PROPERTY MANAGEMENT POLICY PROVISIONS REQUIRED by 2 CFR 200

  • Provide for maintaining Property Records that include the following:
    • description of the property;
    • a number that uniquely identifies the property;
    • source of funding (including the FAIN - Federal Award Identification Number);
    • who holds title to the property;
    • acquisition date;
    • acquisition cost;
    • percentage of federal participation in the acquisition cost (as the percentage of federal participation in the total project costs of the project under which the property was acquired);
    • location of the property;
    • use of the property;
    • condition of the property;
    • ultimate disposition (disposal, sale, donation, etc.); and
    • date of final disposition.
  • Conduct a Physical Inventory that is reconciled to the property records, at least once every two years.
  • Maintain a Control System that ensures adequate safeguards to prevent loss, damage or theft of the property and that requires the investigation of any such loss, damage or theft.
  • Provide for Maintenance Procedures that assure the property is kept in good condition.
  • Establish proper Sales Procedures to ensure highest possible return, when the recipient is authorized or required to sell the property.

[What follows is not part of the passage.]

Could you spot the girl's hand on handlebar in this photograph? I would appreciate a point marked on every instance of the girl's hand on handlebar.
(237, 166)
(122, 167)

That's what's required. But given that your obligation to the federal funder regarding disposition of personal property at the end of an award depends on the current fair market value (FMV) of the property (see 2 CFR 200.313 paragraph (e) and 2 CFR 200.314 paragraph (a)), your policy should also provide for methods of estimating FMV, guidance for determining the useful life of durable items, requirement for inventory management of durable supplies (property with unit value below your capitalization threshold and with useful life of one year or more) and rules for managing consumable supplies when quantities on hand exceed what you would reasonably expect to consume within 30 days of acquisition. See Property Management Issues for a more in-depth exploration of these topics.